Swift was born in Dublin, Ireland, to Abigail Erick, months after her husband Jonathan’s death. The details of Smith’s early childhood are somewhat obscure. At some point, he came under the guardianship of his uncle, who paid his way to Kilkenny College in Ireland. Swift eventually ended up graduating from Trinity College, Dublin, in 1686 and departed Ireland for England as a consequence of the turmoil of the Glorious Revolution (1688). In England, Swift reunited with his departed mother and worked in various diplomatic positions for the government. Along the way, he earned a master’s degree from Oxford and became a priest in the Church of Ireland. In 1704 he published The Battle of the Books and A Tale of the Tub. The political overtones to his early work were coincident with his involvement in English political life. A fierce critic of the Whig administration, Swift wrote and spoke out for Tory causes, temporarily earning him an informal advisory role when the latter party rose to power in 1710.

With the accession of George I to the throne in 1714, Swift left London for Ireland, where he penned a number of essays ridiculing the affluent and those indifferent to the plight of the poor. It was also at this time that Swift began perhaps his most famous work, Gulliver’s Travels. A parody of the political life of England that highlights the complexity of man’s nature, the book chronicles the escapades of Gulliver, an English wanderlust who accidentally voyages through four mysterious, often comical lands. First published in 1726, it was widely read and praised throughout Europe for its nuanced balance between fiction and reality. As the book was published anonymously due to its sensitive subject matter, Swift had to enjoy the commendation privately.
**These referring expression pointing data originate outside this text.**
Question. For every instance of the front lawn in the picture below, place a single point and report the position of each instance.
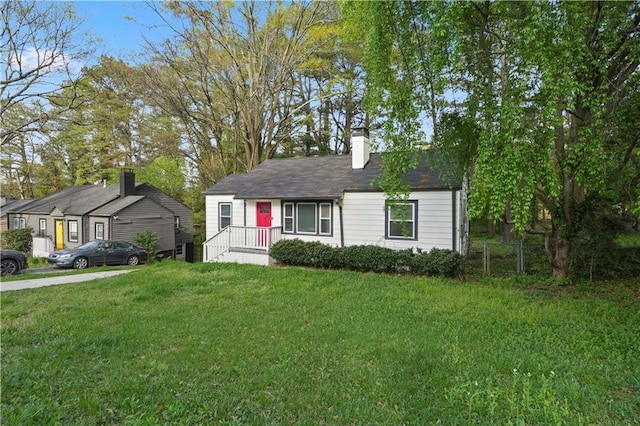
(232, 344)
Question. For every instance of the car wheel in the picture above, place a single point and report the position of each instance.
(80, 263)
(8, 267)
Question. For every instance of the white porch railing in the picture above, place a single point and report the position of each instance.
(42, 246)
(240, 237)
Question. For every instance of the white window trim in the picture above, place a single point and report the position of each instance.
(220, 216)
(96, 230)
(318, 219)
(414, 220)
(315, 218)
(321, 218)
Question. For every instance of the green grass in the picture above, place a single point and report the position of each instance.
(231, 344)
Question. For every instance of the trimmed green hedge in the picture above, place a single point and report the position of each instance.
(367, 258)
(18, 239)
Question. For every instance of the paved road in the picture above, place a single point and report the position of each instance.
(65, 279)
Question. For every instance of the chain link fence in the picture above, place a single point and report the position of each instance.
(526, 255)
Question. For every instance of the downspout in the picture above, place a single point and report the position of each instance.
(453, 219)
(339, 203)
(244, 212)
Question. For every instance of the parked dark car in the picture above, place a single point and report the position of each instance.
(12, 262)
(99, 252)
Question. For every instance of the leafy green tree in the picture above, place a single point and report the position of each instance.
(551, 87)
(165, 174)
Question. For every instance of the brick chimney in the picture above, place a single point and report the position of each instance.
(359, 147)
(127, 183)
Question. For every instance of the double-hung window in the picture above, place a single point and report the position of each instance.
(99, 231)
(307, 217)
(73, 231)
(224, 215)
(306, 223)
(401, 220)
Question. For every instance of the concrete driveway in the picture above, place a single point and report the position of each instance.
(65, 279)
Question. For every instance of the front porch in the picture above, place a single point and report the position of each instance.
(242, 244)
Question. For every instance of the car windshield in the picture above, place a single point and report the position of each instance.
(91, 245)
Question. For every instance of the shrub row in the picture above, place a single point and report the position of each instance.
(17, 239)
(367, 258)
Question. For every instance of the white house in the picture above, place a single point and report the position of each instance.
(333, 200)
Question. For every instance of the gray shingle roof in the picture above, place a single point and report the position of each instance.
(319, 177)
(117, 205)
(74, 200)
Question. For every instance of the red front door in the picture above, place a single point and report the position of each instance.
(263, 220)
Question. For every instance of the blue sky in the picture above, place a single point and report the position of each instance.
(120, 24)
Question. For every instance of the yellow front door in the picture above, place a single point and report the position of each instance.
(59, 234)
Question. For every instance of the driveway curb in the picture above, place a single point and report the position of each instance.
(65, 279)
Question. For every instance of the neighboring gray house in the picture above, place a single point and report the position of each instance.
(333, 200)
(4, 205)
(78, 214)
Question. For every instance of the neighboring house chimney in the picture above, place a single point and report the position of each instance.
(359, 147)
(127, 183)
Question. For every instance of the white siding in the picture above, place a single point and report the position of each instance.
(363, 217)
(211, 213)
(364, 220)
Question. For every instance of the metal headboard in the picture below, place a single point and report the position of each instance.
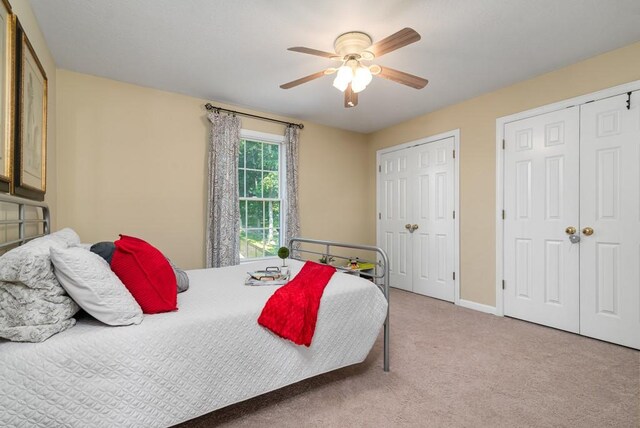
(380, 275)
(22, 221)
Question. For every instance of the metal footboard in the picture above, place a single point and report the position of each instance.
(8, 204)
(329, 251)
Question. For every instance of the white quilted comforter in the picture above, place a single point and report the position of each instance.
(180, 365)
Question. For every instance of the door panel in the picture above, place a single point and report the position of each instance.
(433, 207)
(417, 189)
(394, 205)
(541, 265)
(610, 205)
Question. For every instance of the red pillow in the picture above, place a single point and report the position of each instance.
(146, 273)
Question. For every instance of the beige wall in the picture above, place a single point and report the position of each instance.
(476, 119)
(132, 160)
(22, 9)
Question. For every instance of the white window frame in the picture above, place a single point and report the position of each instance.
(247, 134)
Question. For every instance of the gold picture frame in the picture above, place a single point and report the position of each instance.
(7, 94)
(30, 149)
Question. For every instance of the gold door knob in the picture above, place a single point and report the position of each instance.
(587, 231)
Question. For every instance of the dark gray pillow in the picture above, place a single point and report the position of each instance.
(104, 250)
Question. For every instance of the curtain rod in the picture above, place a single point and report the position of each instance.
(210, 107)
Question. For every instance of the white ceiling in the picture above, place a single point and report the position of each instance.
(236, 51)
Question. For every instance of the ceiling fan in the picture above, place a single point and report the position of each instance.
(353, 48)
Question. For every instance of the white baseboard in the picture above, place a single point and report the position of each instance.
(477, 306)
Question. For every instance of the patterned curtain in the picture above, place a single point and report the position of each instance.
(223, 209)
(292, 216)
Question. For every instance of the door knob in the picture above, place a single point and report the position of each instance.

While Swift left his greatest mark on English literature, his contribution to political philosophy is not insignificant. While many of his writings engaged contemporary social injustices, he also addressed the divisions between ancient and modern thought, ridiculed the ancient Greek philosopher Plato’s faith in temporal happiness, and wrote skeptically of the human spirit’s fulfillment in modern science. To the end, he displayed a humor and inspiration in his writing that continues to resonate with the world as much as it did during his lifetime. He died following declining health on October 19, 1745, in Dublin.

Bibliography:

  1. Fox, Christopher, ed. The Cambridge Companion to Jonathan Swift. Cambridge: Cambridge University Press, 2003.
  2. Lee, Jae Num. Swift and Scatological Satire. Albuquerque: University of New Mexico Press, 1971.
  3. Swift, Jonathan. Gulliver’s Travels. New York: Penguin, 2003.
  4. A Modest Proposal and Other Satirical Works. New York: Dover, 1996.